Write a list of all the goals you are aiming for. What essentially makes you cool is your identity. Try to find your talent - sports, music, art, whatever. People will notice your passion and respect you for it. You can also learn new skills and meet new people by trying new things. Take a deep breath. Being cool is all about being relaxed and comfortable in any circumstance. Don't lose your cool. If you feel yourself about to lose your temper, or burst into tears, or lose control in any way, take a deep breath and excuse yourself. Stay calm.

Bad Behavior is Not Cool 1 Don't use bad behavior to get attention. There are many young people that take up smoking, drinking, bullying, and other bad habits.

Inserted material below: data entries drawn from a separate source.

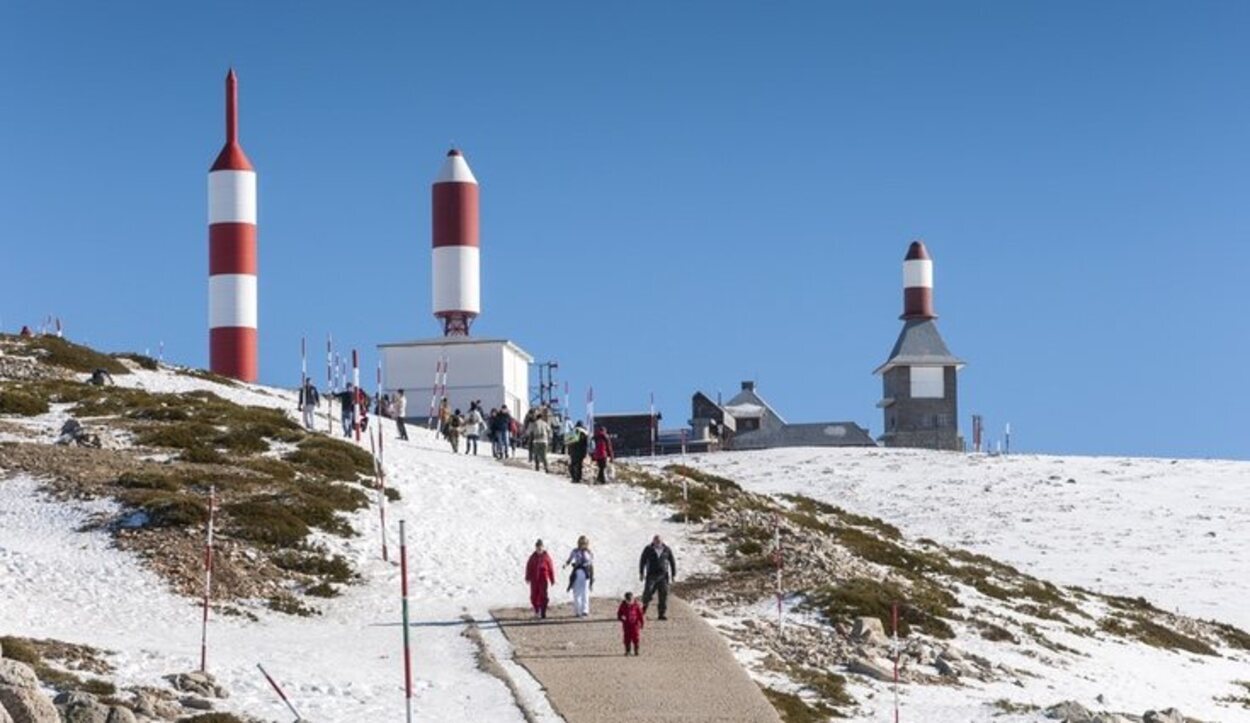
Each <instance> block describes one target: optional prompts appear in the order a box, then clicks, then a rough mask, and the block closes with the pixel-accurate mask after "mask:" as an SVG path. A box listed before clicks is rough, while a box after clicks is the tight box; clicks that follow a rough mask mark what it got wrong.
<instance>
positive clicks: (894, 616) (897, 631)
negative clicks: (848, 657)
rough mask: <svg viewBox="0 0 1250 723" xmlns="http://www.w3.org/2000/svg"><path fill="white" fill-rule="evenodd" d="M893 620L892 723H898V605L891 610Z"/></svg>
mask: <svg viewBox="0 0 1250 723" xmlns="http://www.w3.org/2000/svg"><path fill="white" fill-rule="evenodd" d="M891 614H893V618H894V723H899V603H894V605H893V608H891Z"/></svg>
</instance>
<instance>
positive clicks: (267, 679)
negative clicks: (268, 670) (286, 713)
mask: <svg viewBox="0 0 1250 723" xmlns="http://www.w3.org/2000/svg"><path fill="white" fill-rule="evenodd" d="M256 667H257V668H260V674H261V675H264V677H265V679H266V680H269V685H270V687H271V688H272V689H274V692H275V693H277V697H279V698H281V699H282V703H286V707H287V708H290V709H291V715H295V723H299V722H300V720H302V719H304V717H302V715H300V712H299V710H296V709H295V705H294V704H291V700H290V698H287V697H286V693H282V689H281V688H279V687H277V682H276V680H274V678H272V677H271V675H270V674H269V672H267V670H265V667H264V665H261V664H260V663H256Z"/></svg>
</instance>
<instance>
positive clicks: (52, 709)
mask: <svg viewBox="0 0 1250 723" xmlns="http://www.w3.org/2000/svg"><path fill="white" fill-rule="evenodd" d="M5 662H8V663H12V660H5ZM0 708H4V709H5V710H6V712H8V713H9V717H10V718H12V723H61V715H60V713H58V712H56V705H53V702H51V700H49V699H47V698H45V697H44V694H42V693H40V692H39V689H37V688H17V687H14V685H0Z"/></svg>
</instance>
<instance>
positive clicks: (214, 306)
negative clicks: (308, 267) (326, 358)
mask: <svg viewBox="0 0 1250 723" xmlns="http://www.w3.org/2000/svg"><path fill="white" fill-rule="evenodd" d="M209 369H211V370H212V372H214V373H215V374H221V375H224V377H231V378H234V379H239V380H241V382H255V380H256V377H257V373H259V364H257V360H256V171H255V170H254V169H252V166H251V161H250V160H247V156H246V154H244V153H242V146H240V145H239V86H237V79H236V78H235V73H234V70H232V69H231V70H230V73H229V74H226V145H225V148H222V149H221V153H220V154H217V159H216V161H214V164H212V168H211V169H209Z"/></svg>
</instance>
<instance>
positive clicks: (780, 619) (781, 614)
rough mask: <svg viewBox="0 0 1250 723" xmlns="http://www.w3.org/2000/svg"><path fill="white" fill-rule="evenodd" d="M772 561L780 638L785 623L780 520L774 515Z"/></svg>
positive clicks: (779, 519) (778, 629) (784, 605)
mask: <svg viewBox="0 0 1250 723" xmlns="http://www.w3.org/2000/svg"><path fill="white" fill-rule="evenodd" d="M773 559H774V563H775V564H776V568H778V582H776V588H778V590H776V592H778V637H781V633H783V624H784V623H785V609H784V607H785V605H784V603H783V593H781V564H783V560H781V518H780V517H778V515H776V514H774V515H773Z"/></svg>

Most often, this comes from negative reinforcement. After doing something bad, a person may be "rewarded" with attention. "I can't believe he did that!", people will say. It is easy to misinterpret attention as popularity, even if it's for doing something wrong. If you want to be cool, you need to know your limits. You should never substitute negative attention for really being cool. Most of the time, the people who have bragging competitions about law-breaking and bonging beer do not fit into the category of cool. If a group of people doesn't like you for who you are and the lifestyle you've chosen, move on.

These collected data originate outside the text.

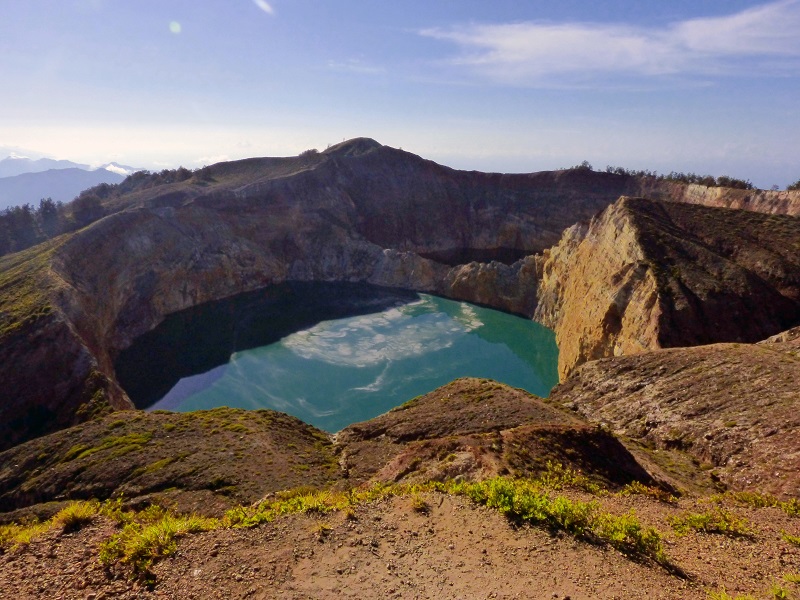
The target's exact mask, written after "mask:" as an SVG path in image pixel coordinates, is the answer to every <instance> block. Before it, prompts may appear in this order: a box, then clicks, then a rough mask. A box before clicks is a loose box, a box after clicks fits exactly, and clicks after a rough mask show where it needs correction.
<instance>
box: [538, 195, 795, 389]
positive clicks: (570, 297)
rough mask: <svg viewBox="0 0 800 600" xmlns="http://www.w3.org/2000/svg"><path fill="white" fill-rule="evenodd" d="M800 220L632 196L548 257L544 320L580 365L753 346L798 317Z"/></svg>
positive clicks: (578, 363)
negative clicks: (676, 347) (646, 353)
mask: <svg viewBox="0 0 800 600" xmlns="http://www.w3.org/2000/svg"><path fill="white" fill-rule="evenodd" d="M798 244H800V220H798V219H796V218H793V217H787V216H780V217H779V216H771V215H763V214H756V213H752V212H746V211H731V210H721V209H711V208H706V207H699V206H691V205H681V204H667V203H657V202H652V201H647V200H643V199H634V198H622V199H620V201H618V202H617V203H615V204H614V205H613V206H611V207H609V208H608V209H606V210H605V211H604V212H603V213H602V214H601V215H600V216H598V217H597V218H596V219H594V220H592V221H591V222H590V223H589V224H588V225H586V226H575V227H573V228H571V229H569V230H567V232H565V234H564V237H563V238H562V240H561V242H560V243H559V244H558V245H557V246H555V247H554V248H552V249H550V250H549V251H546V252H545V254H544V265H543V270H542V279H541V283H540V287H539V296H538V299H539V304H538V306H537V308H536V313H535V317H534V318H535V319H536V320H538V321H539V322H541V323H542V324H544V325H546V326H548V327H551V328H553V329H554V330H555V332H556V341H557V343H558V346H559V374H560V376H561V377H562V380H563V379H564V378H565V377H566V376H567V375H568V374H569V373H570V372H571V371H572V370H573V369H574V368H575V367H576V366H577V365H579V364H581V363H584V362H586V361H589V360H594V359H597V358H601V357H607V356H619V355H622V354H635V353H638V352H642V351H645V350H653V349H656V348H662V347H676V346H695V345H698V344H707V343H713V342H721V341H743V342H754V341H757V340H759V339H763V338H765V337H767V336H769V335H772V334H774V333H776V332H779V331H781V330H783V329H786V328H787V327H790V326H791V325H793V324H795V323H796V322H797V321H798V319H800V305H799V304H798V299H800V296H798V282H800V279H799V278H800V259H798V255H797V253H796V250H797V248H798Z"/></svg>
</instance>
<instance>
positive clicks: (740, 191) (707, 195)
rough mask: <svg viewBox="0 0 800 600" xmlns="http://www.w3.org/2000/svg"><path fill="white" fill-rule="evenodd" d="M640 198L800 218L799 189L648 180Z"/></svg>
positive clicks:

Don't do drugs. Real cool people know how to be cool without the influence of drugs and alcohol. Don't smoke- it won't make you cool- it will make you smell bad. Other smokers won't notice the bad smell because they smell the same way. When you smoke you will most likely hang out with other smokers, and this limits your selection of boyfriends and girlfriends because most non-smokers hate the smell of smoke and won't want to be around you. Don't judge smokers- just don't take up a habit you will eventually pay someone to help you quit. Never argue. When you're cool, arguing is always canceled. You realize winning an argument is pointless. When you know you're right you just know it. You don't need to waste time, effort and energy by attempting to persuade someone who hasn't seen the things you have seen.

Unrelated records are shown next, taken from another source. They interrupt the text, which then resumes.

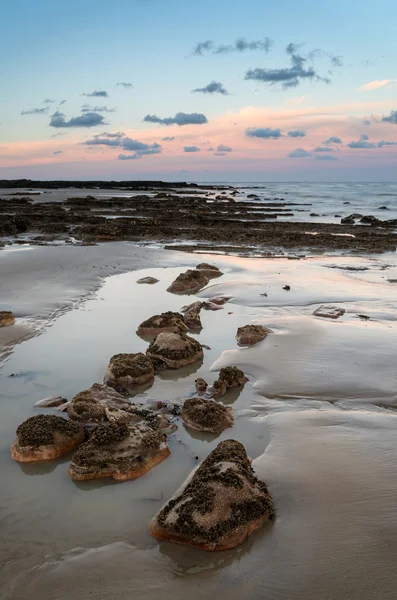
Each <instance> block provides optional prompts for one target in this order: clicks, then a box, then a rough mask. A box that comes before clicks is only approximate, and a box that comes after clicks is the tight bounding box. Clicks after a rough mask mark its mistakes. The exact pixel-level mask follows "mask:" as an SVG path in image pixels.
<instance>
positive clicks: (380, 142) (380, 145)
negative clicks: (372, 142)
mask: <svg viewBox="0 0 397 600" xmlns="http://www.w3.org/2000/svg"><path fill="white" fill-rule="evenodd" d="M383 146H397V142H385V140H382V141H381V142H378V148H383Z"/></svg>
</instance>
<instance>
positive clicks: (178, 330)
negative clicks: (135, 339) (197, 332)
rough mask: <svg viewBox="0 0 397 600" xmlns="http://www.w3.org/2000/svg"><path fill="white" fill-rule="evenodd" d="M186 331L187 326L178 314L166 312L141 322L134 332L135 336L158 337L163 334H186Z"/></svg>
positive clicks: (181, 318)
mask: <svg viewBox="0 0 397 600" xmlns="http://www.w3.org/2000/svg"><path fill="white" fill-rule="evenodd" d="M188 330H189V329H188V326H187V325H186V324H185V323H184V321H183V317H182V316H181V315H180V314H179V313H177V312H172V311H168V312H165V313H161V315H154V317H150V319H147V320H146V321H143V323H141V324H140V325H139V327H138V329H137V330H136V332H137V335H158V334H159V333H165V332H168V333H186V332H187V331H188Z"/></svg>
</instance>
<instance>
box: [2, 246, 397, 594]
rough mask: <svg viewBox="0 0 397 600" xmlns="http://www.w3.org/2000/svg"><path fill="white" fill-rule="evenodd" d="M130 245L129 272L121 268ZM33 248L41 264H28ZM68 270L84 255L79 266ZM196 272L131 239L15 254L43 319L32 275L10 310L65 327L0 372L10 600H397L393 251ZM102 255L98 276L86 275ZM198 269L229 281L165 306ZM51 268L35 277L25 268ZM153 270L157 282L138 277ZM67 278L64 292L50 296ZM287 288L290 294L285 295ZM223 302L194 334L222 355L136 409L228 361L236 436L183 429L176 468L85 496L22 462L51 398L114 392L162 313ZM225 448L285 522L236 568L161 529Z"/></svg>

Tips Remember to be calm and collected. This means don't get over excited, don't be annoyingly loud and don't be clingy. Change your attitude - if you have a negative attitude change it. Cool people always have a positive attitude. No one likes a negative person. When people get to know you and see that you always have a positive look on things even when things are not going your way, they will enjoy your company. Get out there. Do stuff. Be active. Join a club. Do something. The more you get out there instead of hanging around at home, the more you can socialize with people, and have fun. Learn to read people and be patient when sharing an opinion. Understand that whatever you say to someone or give advice, that is just your opinion. They either accept it or reject it, there's no need to force them to understand. Just make sure you know what you're talking about. Don't just wait for someone to ask you to hang out. They're waiting for you. Invite them over. And be prepared. Don't have them come over and you can't find anything to do. It's a real turn off for your friend, and they won't want to come back again. If being picked on is your worry, know and understand that showing yourself affected by it is precisely what separates the coolest from the others, and take this as a chance to actually be perceived as cool. Know that who you are in your core is not determined by others, especially if they dont truly know you. Be happy with yourself as you are, since there is nothing really wrong with you in your core. Being vain to the extent of narcissism is not cool. But on the other hand, personal magnetism often uses humility and acceptance/agreement, appreciation, of mutual enthusiasm or joy over: a genre of music, a like belief (like a faith), self-denial and charismatic leadership.

Find a way to love learning. The coolest people do a lot of really cool things. Be respectful of others. Do not be argumentative and overbearing if you feel others are wrong. Everyone is entitled to his/her viewpoints no matter how varied they are.